Di atas kertas, SWF seperti Danantara adalah instrumen keuangan yang bisa menguntungkan negara. Norwegia, misalnya, telah menunjukkan bagaimana SWF mereka menjadi salah satu yang paling sukses di dunia, mengelola dana ratusan miliar dolar untuk kesejahteraan jangka panjang rakyatnya. Singapura dengan Temasek dan GIC juga telah membuktikan bahwa pengelolaan aset negara yang cermat bisa memberikan hasil luar biasa, menghasilkan keuntungan berlipat dari investasi strategis mereka.
Danantara diharapkan bisa mengikuti jejak sukses itu. Dengan janji mendatangkan investasi dari mitra global serta mengelola aset-aset strategis dengan lebih efisien, kehadiran Danantara menjadi simbol harapan baru. Modal awal yang digelontorkan, baik dari negara maupun investor asing, menjadi bahan bakar awal untuk menggerakkan mesin investasi ini.
Tetapi, teori yang baik bukanlah jaminan kesuksesan. Eksekusi dan tata kelola adalah ujian sebenarnya.
Kritik dari Berbagai Arah
Kritik terbesar terhadap Danantara terletak pada aspek pengelolaan dan sumber daya manusianya. Para ekonom dan pengamat keuangan mempertanyakan sejauh mana transparansi dan akuntabilitas akan dijaga, mengingat rekam jejak pengelolaan aset negara di Indonesia tidak selalu gemilang. Kekhawatiran muncul bahwa Danantara bisa menjadi instrumen investasi yang tidak independen, mudah dipolitisasi, dan rentan terhadap kepentingan kelompok tertentu.

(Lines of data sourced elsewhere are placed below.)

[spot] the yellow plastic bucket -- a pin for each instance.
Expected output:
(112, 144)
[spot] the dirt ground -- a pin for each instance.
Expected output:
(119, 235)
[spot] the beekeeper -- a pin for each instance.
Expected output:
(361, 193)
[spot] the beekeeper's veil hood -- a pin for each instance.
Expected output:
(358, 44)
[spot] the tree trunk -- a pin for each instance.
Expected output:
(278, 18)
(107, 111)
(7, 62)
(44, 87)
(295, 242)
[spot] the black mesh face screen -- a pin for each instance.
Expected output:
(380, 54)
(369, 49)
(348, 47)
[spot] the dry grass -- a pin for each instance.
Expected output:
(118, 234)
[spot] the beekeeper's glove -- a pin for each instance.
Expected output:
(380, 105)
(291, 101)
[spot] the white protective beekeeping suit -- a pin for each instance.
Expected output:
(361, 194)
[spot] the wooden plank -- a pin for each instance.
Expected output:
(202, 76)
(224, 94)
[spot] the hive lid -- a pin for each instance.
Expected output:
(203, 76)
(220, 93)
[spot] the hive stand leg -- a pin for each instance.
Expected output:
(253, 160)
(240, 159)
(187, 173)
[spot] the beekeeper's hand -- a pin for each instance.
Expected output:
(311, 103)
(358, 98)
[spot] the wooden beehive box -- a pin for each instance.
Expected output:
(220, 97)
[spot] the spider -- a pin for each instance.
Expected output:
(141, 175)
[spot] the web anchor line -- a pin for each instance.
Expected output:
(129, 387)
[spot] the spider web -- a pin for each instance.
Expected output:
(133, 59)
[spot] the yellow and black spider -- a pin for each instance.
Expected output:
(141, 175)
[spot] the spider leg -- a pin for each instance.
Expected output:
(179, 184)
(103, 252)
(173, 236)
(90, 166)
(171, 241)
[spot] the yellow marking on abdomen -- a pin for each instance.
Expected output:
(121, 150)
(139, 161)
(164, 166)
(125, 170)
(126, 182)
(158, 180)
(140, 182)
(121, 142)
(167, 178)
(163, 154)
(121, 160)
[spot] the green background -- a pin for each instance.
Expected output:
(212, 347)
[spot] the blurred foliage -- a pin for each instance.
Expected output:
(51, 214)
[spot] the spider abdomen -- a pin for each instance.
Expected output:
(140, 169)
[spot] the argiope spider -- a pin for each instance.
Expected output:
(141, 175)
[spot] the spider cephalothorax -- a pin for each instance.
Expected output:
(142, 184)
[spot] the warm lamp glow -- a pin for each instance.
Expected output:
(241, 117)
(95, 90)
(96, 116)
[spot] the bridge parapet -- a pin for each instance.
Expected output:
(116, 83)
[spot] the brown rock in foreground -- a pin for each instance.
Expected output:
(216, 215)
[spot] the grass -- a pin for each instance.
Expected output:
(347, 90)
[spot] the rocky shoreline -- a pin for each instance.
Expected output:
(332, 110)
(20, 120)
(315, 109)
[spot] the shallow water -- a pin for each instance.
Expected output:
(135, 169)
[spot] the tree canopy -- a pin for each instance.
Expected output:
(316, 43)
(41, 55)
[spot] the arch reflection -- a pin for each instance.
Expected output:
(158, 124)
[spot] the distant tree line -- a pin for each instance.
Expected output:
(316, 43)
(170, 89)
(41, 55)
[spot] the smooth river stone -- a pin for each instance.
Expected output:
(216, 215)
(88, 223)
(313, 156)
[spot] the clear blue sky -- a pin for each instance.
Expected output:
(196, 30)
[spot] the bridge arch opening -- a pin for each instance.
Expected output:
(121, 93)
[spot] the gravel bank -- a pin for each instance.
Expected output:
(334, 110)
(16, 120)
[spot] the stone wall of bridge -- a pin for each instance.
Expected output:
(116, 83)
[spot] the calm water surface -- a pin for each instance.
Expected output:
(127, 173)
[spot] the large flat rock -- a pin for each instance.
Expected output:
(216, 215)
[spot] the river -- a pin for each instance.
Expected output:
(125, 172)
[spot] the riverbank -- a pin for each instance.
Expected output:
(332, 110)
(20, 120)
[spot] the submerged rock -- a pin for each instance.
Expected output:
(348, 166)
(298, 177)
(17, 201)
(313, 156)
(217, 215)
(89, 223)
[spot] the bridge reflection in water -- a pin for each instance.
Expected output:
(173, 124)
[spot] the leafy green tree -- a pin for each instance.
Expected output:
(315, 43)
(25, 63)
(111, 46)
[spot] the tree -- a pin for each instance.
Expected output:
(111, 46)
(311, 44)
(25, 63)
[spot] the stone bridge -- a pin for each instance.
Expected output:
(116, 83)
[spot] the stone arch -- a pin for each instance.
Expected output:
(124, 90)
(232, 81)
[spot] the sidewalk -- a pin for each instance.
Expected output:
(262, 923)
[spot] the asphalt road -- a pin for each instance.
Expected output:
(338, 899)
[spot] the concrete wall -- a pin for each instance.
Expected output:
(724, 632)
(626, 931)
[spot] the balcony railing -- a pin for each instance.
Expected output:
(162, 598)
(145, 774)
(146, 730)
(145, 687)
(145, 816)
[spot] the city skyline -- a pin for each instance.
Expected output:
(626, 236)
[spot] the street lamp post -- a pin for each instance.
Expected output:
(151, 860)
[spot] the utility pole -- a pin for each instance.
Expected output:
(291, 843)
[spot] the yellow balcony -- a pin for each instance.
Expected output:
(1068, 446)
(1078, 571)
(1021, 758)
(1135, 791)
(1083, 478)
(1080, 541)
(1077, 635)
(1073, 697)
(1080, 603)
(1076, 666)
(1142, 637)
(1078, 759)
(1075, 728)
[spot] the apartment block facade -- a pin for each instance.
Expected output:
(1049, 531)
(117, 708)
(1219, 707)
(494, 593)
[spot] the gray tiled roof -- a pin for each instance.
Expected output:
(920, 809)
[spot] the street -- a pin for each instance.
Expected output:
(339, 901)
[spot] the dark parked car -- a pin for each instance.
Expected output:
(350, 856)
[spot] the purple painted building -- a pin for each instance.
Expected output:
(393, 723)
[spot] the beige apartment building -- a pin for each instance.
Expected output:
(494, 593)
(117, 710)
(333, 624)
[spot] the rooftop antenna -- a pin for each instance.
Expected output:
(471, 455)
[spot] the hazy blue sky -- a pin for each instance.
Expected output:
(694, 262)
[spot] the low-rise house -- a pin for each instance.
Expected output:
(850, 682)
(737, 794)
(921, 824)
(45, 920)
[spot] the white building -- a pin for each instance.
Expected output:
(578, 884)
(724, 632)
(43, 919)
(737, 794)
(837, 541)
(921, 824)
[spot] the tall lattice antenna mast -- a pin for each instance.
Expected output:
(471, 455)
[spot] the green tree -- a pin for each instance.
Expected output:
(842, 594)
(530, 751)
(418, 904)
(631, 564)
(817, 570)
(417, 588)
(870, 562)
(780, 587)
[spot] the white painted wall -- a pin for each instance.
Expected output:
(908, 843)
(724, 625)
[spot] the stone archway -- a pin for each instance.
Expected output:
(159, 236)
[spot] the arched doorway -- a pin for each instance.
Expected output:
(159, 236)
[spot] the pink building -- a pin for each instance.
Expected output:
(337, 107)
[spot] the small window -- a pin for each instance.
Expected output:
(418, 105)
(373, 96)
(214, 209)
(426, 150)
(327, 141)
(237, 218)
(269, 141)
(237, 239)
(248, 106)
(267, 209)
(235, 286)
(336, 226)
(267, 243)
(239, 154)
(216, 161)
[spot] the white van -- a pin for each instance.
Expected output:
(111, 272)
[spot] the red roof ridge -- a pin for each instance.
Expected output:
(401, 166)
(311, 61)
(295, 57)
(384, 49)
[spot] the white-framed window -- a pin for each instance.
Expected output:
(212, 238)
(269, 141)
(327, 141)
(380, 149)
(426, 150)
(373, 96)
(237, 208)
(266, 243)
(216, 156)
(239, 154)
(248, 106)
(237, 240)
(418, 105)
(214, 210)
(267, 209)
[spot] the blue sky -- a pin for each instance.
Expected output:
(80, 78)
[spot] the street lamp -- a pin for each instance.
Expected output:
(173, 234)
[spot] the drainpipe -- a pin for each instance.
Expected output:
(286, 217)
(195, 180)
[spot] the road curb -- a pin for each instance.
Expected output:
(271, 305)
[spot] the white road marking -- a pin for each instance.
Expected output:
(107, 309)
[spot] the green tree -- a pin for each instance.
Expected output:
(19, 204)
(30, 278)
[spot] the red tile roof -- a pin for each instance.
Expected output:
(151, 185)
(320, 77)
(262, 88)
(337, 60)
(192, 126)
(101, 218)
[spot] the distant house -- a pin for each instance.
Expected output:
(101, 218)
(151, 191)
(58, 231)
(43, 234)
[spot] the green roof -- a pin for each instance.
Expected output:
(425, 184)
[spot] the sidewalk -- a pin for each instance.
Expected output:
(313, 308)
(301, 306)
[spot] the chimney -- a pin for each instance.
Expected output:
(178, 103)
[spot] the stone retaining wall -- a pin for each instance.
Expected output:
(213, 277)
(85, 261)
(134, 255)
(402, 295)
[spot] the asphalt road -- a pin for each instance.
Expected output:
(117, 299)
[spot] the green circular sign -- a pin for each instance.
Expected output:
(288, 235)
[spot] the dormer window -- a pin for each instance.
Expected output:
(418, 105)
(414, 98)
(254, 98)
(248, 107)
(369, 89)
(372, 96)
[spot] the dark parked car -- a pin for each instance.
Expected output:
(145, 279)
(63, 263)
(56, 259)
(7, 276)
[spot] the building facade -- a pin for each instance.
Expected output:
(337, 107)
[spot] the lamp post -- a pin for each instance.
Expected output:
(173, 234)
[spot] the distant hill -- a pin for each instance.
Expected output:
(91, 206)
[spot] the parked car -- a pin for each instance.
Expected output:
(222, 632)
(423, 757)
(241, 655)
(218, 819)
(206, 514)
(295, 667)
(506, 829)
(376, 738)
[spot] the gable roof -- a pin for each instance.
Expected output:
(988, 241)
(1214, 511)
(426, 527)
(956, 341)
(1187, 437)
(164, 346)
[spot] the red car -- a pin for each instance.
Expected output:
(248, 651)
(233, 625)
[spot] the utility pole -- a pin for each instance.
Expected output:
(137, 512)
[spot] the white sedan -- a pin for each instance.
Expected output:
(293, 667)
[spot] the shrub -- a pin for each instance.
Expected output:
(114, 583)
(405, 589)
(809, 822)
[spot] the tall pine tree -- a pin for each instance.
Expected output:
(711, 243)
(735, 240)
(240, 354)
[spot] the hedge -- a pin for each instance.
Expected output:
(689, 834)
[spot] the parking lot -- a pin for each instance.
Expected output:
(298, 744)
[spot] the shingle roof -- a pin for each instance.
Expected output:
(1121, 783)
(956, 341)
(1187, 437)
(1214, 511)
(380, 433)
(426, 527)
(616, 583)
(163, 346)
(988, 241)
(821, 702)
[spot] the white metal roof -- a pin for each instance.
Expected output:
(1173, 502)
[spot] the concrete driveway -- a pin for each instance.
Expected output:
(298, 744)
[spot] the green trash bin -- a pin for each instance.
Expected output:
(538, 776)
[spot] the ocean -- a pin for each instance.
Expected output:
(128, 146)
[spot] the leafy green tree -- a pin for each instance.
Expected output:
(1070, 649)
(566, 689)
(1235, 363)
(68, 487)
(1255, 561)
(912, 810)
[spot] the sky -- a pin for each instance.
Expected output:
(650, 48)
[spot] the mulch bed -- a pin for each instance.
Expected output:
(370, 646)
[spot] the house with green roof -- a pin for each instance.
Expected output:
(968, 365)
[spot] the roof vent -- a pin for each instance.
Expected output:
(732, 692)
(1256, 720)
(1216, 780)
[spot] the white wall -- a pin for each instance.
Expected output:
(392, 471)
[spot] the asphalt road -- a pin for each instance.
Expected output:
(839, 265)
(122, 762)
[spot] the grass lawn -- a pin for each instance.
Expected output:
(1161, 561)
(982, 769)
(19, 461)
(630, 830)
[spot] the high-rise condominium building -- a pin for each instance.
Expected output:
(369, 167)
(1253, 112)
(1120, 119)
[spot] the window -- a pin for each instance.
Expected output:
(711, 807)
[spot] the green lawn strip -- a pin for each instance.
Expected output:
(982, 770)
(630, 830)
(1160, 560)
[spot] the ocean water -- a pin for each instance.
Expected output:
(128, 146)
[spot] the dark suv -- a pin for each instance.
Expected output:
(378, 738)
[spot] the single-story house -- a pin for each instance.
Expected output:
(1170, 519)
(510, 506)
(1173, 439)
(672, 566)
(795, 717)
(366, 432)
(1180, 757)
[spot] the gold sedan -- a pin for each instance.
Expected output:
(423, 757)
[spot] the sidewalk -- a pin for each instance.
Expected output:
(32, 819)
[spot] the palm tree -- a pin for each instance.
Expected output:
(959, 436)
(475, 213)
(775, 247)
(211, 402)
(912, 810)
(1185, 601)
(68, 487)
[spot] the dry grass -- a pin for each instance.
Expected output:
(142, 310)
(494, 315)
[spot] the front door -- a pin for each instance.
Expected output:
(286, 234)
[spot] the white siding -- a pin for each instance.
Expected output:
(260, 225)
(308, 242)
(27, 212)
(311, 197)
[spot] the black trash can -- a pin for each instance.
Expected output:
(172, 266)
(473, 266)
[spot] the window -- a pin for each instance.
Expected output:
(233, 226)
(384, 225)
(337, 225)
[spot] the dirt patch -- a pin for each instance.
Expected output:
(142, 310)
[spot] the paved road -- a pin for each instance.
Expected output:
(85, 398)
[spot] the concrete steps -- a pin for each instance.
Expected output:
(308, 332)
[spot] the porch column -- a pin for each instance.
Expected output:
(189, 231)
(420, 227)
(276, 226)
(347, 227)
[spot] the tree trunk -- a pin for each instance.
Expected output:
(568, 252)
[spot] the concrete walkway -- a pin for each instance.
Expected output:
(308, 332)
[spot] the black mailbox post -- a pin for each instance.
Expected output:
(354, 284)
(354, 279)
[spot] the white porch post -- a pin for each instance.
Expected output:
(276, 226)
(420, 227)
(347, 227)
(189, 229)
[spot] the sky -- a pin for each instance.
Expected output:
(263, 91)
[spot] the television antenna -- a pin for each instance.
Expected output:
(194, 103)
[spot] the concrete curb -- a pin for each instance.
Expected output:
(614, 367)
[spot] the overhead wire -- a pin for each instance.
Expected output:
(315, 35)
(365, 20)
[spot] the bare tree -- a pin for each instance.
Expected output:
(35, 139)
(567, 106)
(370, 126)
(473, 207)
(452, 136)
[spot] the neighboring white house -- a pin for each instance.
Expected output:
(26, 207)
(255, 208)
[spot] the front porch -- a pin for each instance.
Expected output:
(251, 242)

Lebih jauh, penunjukan orang-orang dalam manajemen Danantara juga menjadi topik perdebatan panas. Nama-nama yang menduduki posisi kunci, sebagian besar datang dari lingkaran yang sudah lama dikenal dalam jaringan elite bisnis dan politik. Banyak di antara mereka adalah profesional yang berpengalaman, tetapi skeptisisme tetap mengemuka: apakah mereka benar-benar bekerja untuk kepentingan nasional, atau sekadar melanggengkan jaringan kekuasaan yang telah lama eksis?
Aspek lain yang menjadi sorotan adalah sejauh mana Danantara dapat benar-benar menarik investasi global. Investor asing, terutama mereka yang datang dari pasar keuangan yang lebih matang, sangat sensitif terhadap isu tata kelola dan stabilitas regulasi. Jika Danantara tidak mampu menunjukkan transparansi, tata kelola yang solid, serta kebebasan dari campur tangan politik, skeptisisme investor dapat berubah menjadi penolakan.
Kendati kritik bertubi-tubi, bukan berarti Danantara tidak memiliki potensi untuk sukses. Jika dikelola dengan benar, SWF ini bisa menjadi pilar penting bagi perekonomian Indonesia dalam beberapa dekade ke depan. Dengan pengelolaan yang disiplin dan pengawasan yang ketat, Danantara berpeluang menjadi instrumen investasi yang efektif, tidak hanya dalam menarik modal asing tetapi juga dalam mengoptimalkan aset-aset negara yang selama ini kurang produktif.
Namun, semua itu kembali pada pertanyaan mendasar: apakah Danantara akan dikelola dengan prinsip-prinsip terbaik dari sovereign wealth fund global? Ataukah ia akan terperosok dalam perangkap klasik birokrasi dan kepentingan pribadi?
Sebagai proyek yang masih berada di tahap awal, Danantara masih memiliki ruang untuk memperbaiki diri. Dengan pengawasan publik yang ketat, reformasi struktural yang terus didorong, serta komitmen penuh terhadap transparansi, bukan tidak mungkin SWF ini bisa menjadi kebanggaan nasional. Namun, tanpa disiplin dan tata kelola yang baik, ia bisa saja menjadi beban baru bagi negara.
Sementara masa depan Danantara masih menjadi tanda tanya, satu hal yang pasti: ia akan terus menjadi pusat perdebatan, dipuji dan dicela, hingga akhirnya membuktikan dirinya—entah sebagai kesuksesan besar atau sekadar mimpi yang gagal diwujudkan.